With summer starting to wane, travel recovery is looking more and more bleak. European travel, anticipated to rebound, has not turned out the way many countries and airlines had hoped. Flights are still down more than 50% compared to last year, and with little more than a month of summer left, it’s not looking pretty for the continent. The European Union could lose as many as 18 million travel-related jobs.

But that pales in comparison to the global travel picture.

Travel and Tourism Sector GDP Could Be Down As Much As 60%

A CNN article discussing the outlook of the World Travel and Tourism Council (WTTC) paints this bleak picture:

“The industry body is now forecasting the loss of 197 million jobs worldwide and a $5.5 trillion reduction in the sector’s contribution to global GDP this year — a 62% drop compared to 2019.”

This is enormous. There were hopes to draw tourists back with “travel bubbles” and reopened borders within Europe, but this doesn’t seem to be working. Resurgence in COVID cases and ever-changing travel restrictions has made planning a decent holiday challenging for many. Bookings for 2020 are way, way down, while bookings for 2021 are ahead of where they normally are. It looks like many are simply deferring their travel plans to next year.

The impact of the pandemic and our response to it is going to have a lasting impact on the world economy. Beyond the bleak picture for the travel sector, there is more general suffering. Some countries have seen over a decade of economic growth erased in a matter of months. The U.S. saw 10 years of job growth wiped out in four weeks, although things have been rebounding. Overall, the pandemic will likely destroy more worldwide wealth than the 2008 financial crisis.
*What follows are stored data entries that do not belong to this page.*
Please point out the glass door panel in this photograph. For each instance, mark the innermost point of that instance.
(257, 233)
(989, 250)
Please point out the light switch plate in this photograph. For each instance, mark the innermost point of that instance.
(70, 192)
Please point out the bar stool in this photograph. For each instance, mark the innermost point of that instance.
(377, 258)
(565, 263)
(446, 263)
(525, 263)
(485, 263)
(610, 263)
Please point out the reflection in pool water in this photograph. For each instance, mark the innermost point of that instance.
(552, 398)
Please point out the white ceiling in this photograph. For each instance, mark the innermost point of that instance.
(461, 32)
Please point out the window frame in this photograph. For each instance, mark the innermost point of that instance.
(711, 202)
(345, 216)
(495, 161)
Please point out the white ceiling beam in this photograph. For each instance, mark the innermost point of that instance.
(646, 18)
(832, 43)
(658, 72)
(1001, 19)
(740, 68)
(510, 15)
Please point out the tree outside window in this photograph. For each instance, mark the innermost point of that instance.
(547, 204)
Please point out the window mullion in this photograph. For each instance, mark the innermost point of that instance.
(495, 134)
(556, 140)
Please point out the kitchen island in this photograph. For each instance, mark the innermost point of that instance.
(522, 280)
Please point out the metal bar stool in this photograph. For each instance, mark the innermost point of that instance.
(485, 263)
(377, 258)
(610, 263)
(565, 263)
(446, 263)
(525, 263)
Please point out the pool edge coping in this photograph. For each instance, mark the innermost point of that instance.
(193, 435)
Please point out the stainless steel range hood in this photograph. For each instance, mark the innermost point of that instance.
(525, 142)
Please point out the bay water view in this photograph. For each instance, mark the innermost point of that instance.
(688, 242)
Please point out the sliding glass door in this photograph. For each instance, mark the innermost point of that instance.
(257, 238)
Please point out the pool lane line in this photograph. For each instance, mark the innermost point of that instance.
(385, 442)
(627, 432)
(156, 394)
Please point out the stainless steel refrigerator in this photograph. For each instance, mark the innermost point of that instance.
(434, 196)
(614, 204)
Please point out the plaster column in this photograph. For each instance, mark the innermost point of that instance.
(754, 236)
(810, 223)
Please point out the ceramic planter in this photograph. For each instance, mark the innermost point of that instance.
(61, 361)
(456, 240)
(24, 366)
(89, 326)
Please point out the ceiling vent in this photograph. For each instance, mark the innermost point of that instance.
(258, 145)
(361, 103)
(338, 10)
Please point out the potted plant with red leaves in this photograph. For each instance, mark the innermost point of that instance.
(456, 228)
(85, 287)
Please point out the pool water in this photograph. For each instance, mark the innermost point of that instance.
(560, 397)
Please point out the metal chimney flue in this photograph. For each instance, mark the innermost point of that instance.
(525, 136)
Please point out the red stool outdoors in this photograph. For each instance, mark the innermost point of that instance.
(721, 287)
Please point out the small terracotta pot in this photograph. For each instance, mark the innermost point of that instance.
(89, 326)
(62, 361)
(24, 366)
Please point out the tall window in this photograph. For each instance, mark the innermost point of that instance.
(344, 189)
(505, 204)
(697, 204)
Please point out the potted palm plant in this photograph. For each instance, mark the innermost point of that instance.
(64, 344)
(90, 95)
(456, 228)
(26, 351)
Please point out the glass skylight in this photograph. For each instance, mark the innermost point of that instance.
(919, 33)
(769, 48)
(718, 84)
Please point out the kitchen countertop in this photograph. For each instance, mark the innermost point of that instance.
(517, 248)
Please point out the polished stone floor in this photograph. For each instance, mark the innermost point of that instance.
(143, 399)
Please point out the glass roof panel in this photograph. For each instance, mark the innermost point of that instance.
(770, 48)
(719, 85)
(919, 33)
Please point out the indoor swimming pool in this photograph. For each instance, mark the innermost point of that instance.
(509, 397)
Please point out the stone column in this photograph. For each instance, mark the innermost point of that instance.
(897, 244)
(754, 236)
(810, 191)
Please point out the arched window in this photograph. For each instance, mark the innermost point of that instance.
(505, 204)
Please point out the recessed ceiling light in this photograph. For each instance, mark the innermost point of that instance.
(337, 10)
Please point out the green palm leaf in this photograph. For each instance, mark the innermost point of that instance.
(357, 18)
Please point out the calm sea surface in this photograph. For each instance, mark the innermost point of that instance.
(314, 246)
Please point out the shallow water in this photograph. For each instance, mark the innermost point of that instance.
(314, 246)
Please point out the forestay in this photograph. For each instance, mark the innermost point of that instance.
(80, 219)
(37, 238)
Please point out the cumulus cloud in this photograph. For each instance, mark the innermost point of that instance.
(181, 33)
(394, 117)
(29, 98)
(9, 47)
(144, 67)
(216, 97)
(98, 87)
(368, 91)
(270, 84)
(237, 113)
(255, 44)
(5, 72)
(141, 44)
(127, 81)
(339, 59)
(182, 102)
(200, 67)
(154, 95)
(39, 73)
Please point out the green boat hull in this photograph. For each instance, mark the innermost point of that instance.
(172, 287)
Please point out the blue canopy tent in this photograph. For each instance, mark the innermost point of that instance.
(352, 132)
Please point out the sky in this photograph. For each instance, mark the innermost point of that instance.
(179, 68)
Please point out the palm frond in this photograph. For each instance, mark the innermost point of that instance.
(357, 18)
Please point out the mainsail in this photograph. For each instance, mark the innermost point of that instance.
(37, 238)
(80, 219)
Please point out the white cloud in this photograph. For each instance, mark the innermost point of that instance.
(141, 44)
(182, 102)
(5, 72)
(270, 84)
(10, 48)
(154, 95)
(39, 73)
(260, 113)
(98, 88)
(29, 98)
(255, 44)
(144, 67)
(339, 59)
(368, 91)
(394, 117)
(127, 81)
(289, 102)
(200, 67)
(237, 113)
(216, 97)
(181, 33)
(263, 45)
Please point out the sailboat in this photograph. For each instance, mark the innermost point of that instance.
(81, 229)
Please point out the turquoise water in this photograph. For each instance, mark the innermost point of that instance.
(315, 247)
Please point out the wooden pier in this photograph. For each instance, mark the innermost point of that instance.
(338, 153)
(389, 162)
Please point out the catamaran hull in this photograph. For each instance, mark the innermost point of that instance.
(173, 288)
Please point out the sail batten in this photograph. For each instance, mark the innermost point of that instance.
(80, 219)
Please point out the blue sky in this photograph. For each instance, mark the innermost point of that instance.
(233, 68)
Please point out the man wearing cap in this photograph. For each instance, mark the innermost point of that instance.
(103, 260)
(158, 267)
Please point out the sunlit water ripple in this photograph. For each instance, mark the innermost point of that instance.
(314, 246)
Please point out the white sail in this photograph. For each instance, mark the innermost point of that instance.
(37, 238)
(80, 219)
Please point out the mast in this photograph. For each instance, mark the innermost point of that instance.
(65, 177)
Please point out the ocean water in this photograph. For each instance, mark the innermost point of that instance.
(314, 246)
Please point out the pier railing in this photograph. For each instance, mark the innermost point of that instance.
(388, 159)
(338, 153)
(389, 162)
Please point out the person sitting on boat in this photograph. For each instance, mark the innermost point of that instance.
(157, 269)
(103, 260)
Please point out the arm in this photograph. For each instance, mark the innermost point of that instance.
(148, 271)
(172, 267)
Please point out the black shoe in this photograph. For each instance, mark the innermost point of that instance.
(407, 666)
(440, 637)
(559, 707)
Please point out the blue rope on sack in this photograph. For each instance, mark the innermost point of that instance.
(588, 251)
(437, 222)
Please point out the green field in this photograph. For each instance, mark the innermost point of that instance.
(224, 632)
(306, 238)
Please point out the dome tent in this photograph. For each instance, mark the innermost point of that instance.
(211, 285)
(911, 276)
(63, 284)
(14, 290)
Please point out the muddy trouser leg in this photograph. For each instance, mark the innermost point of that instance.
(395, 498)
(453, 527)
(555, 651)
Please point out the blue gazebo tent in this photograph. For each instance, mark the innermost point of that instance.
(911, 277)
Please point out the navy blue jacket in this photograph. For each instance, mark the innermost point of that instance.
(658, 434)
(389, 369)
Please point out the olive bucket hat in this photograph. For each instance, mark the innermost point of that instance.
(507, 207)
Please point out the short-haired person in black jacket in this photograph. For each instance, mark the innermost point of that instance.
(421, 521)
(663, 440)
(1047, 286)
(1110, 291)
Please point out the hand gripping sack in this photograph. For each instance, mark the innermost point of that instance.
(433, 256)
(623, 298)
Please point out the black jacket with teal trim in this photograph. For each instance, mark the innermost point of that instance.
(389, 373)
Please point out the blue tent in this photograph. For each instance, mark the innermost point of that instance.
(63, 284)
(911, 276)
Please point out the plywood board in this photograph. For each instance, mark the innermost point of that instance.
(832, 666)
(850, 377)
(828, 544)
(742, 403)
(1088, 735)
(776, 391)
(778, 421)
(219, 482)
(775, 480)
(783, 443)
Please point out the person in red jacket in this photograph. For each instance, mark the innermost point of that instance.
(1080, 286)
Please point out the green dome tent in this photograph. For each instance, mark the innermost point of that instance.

Blanket Quarantines Are A Terrible Solution

The WTTC is calling on the UK and another 10 large countries to coordinate a worldwide response that will help save the travel and tourism sector. Given their bleak forecast and the mission of the WTTC, getting travel back on track is imperative for them. They are critical of the UK’s latest move to add additional countries to their quarantine list.

Quarantines are effective at one thing: stopping travel. Sure, there are the handful of people who will put up with the 14-day quarantine requirement, as they are staying for the ling term. But in most cases, 14 days is longer than people’s entire vacation. Who would want to travel to Europe to stay holed up in a hotel or apartment for two weeks? I sure wouldn’t.

Sure quarantines could be effective at stopping transmission of the coronavirus via air from another country, as there will be far fewer people moving. But the flip side is the devastating economic impact, as you’re effectively cutting off tourism. For many places, tourism is their lifeblood.

Testing is the better solution. Testing before flights, testing on arrival, and testing before you go home. This at least ensures that people are aware of whether or not they have COVID-19, and they can be properly quarantined. It would be rough to arrive in Europe just to find out that you have COVID-19 and need to isolate for two weeks. But at least the country and airline would know, and those on the flight could be alerted that they were potentially exposed.

Testing will allow borders to open, flights to resume, and people to enjoy traveling. Who know if we will ever get there.

Final Thoughts

The economic outlook for the travel and tourism sectors for the next few years is bleak. It’s now been six months since the coronavirus started spreading like wildfire around the world, and travel is still being heavily impacted. I’m hopeful that countries will formulate a better response over the coming months so that those interested in traveling internationally can have the opportunity to do so.